Cliftonville West, in Thanet, was recently revealed to have the highest number of deaths related to Covid-19 in the county.

Residents in the area were concerned people ignoring government guidelines had resulted in the high number of fatalities, and were urging those people to take lockdown seriously.

Cllr Bartlett has told residents not to be concerned about the high rate of infection.
Cllr Bartlett has told residents not to be concerned about the high rate of infection.

But Cllr Bartlett said he did not believe lockdown flouters to be the cause of the high number of infections in Ashford.

He said: "I can definitely say I've not had reports of people ignoring social distancing in Ashford, in Victoria Park and other areas.

"I'm pretty sure had there been lots of instances, people would have been onto their local councillors."

Despite the deputy leader's assertions, Ashford MP Damian Green urged residents to remain vigilant as the pandemic continues.

He said: "People shouldn't panic but they should be careful and cautious."

Damian Green.
Damian Green.

Responding to his constituency's high infection rate, Mr Green said: "In the early days of the crisis we did in Ashford have big problems in care homes, and coupled with that we have a large hospital where many cases were recorded.

"Obviously it's a disappointing figure, but one that reflects the early weeks of the crisis and not the current situation.

"We know as of now the pandemic is largely confined to hospitals and care homes. The amount of infection in the community is very small and we need to keep it low in scale."

Mr Green alluded to greater testing playing a major part in the response to coronavirus over the coming months, including a contact tracing app.

He said if plans to administer regional lockdowns in high infection areas like Ashford were ever considered, they could only work with mass testing.

"Obviously it's a disappointing figure, but one that reflects the early weeks of the crisis and not the current situation..."

He said: "I'm dubious about regional lockdowns, particularly around London and the surrounding area, because people could simply cross the borders.

"I think that would put a huge strain on the police.

"The concept of specific lockdowns would be better if, for example, there's a flare up in one particular town, but to do that we need high levels of testing and tracking.

"The other thing coming is the full roll-out of the contact tracing as well as testing.

"Part of it will be an app which we've trialled on the Isle of Wight, but the other will be 18,000 people they are recruiting to interview people with symptoms, and asking them who they've contacted and getting in touch with those people."

Jasper Bouverie (C) with volunteers Eric Mattocks (L) and Nikki Holy (R)
Jasper Bouverie (C) with volunteers Eric Mattocks (L) and Nikki Holy (R)

Elsewhere in Ashford, some people are concerned the worst is yet to come.
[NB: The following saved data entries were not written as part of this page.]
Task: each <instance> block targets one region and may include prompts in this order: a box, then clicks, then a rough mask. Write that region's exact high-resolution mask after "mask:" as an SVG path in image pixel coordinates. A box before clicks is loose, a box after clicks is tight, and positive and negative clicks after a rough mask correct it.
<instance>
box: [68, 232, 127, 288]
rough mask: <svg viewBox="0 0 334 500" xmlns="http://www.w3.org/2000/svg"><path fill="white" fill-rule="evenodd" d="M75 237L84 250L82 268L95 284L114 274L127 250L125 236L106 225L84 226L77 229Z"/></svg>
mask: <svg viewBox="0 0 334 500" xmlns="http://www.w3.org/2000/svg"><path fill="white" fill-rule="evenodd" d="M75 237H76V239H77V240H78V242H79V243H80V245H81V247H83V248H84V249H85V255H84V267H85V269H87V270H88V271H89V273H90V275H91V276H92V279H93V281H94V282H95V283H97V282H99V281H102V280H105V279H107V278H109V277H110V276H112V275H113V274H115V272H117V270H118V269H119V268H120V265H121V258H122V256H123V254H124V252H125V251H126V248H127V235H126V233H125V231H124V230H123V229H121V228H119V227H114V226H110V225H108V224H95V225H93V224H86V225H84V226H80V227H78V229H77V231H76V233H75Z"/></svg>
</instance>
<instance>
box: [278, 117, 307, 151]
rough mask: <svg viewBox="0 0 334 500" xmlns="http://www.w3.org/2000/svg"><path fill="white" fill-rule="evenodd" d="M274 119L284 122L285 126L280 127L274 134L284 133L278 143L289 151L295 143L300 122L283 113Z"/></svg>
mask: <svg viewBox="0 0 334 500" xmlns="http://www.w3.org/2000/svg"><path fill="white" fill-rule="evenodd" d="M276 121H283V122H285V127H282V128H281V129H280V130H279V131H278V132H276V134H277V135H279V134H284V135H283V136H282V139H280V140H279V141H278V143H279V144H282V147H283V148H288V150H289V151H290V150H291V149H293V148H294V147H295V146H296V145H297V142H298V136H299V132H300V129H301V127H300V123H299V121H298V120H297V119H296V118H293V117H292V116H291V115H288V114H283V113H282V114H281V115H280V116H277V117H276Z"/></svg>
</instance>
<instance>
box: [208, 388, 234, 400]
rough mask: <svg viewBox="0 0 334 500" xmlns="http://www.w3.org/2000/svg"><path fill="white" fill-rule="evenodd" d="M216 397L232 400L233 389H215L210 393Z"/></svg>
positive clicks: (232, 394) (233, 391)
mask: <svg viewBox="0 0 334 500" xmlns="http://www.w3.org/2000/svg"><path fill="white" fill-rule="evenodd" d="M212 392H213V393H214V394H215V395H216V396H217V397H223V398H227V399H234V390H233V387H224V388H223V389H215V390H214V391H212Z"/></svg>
Jasper Bouverie, from Wye, has been working with other residents to provide services to the most vulnerable people in the village.

Despite the low number of coronavirus cases in Wye, Mr Bouverie said people are bracing themselves.

He said: "Wye has been very lucky because we don’t have many cases, and we’ve certainly had no deaths.

"We have been concerned that because we’ve been lucky, that the relaxation of the lockdown might be resulting in people being a little more casual than might be a good idea.

"It hasn’t helped that the rules sent down by central government haven’t been particularly clear."

He added: "There’s a small minority of people you could see were pushing the boundaries even before Boris’ announcement.

"I think everyone is bracing themselves for a second spike, and let's hope it doesn’t happen."